Note sullo spettacolo
È un monologo crudo, sporco, diretto. Ha dentro tutta la potenza e l'universalità di un grido e come tale le parole non chiedono il permesso di irrompere con la loro crudezza.
Gridano una storia come tante, ai margini della società, dove i protagonisti sono ragazzi anch'essi come tanti, gettati nella voragine tragica dell'ingiustizia, sommersi dall'incapacità di cercare un altro "modo" possibile.
La storia non stupisce, non è spettacolarizzata, non vuole insegnare o suggerire, vuole semmai essere, mostrarsi, anche se sotto la "luce finta" di un tempo teatrale.
Anzi, la forza di Adynaton sta proprio nella sua "innocenza" teatrale: cercare nella finzione scenica il luogo di un possibile compianto, l'elaborazione di un lutto. Allora, metterne a nudo questa finzione, scarnificando la scena e l'apparato teatrale, significa ricondurre il gioco mimetico al suo più intimo campo di battaglia: il corpo dell'attore, con la sua verità "esposta".

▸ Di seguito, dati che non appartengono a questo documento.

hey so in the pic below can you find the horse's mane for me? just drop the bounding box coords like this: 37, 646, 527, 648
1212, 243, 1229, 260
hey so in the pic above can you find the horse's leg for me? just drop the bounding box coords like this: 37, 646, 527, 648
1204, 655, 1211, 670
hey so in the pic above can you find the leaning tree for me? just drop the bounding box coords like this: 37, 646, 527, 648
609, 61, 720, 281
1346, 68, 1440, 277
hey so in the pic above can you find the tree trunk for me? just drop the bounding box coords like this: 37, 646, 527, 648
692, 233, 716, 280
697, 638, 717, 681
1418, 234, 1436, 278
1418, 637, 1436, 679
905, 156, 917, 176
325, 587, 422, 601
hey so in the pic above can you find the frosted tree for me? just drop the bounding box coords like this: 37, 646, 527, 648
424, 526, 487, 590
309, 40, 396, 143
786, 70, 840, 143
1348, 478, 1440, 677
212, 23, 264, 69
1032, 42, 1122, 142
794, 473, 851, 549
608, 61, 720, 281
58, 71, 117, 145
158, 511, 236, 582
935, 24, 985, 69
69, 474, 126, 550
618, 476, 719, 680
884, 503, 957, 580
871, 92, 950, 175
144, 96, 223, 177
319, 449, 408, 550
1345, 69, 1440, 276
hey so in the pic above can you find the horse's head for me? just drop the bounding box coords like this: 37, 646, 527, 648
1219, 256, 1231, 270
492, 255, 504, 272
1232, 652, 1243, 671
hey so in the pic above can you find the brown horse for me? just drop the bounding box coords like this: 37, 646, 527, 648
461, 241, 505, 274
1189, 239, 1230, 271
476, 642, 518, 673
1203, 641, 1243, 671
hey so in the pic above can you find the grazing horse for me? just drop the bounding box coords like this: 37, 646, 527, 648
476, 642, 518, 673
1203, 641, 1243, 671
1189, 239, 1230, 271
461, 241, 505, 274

Questo in Adynaton si chiede allo spettatore: riconoscere nel timbro della voce, nel tendine del piede, nello sputo e nella contrazione muscolare del performer l'adynaton di un'impossibile commozione empatica.
Tutta l'opera mira a questo: condividere con il "giusto" attore un "giusto" percorso drammaturgico e costruire attorno al suo "giusto" corpo, una possibile immaginaria motivazione di "giustizia" estetica.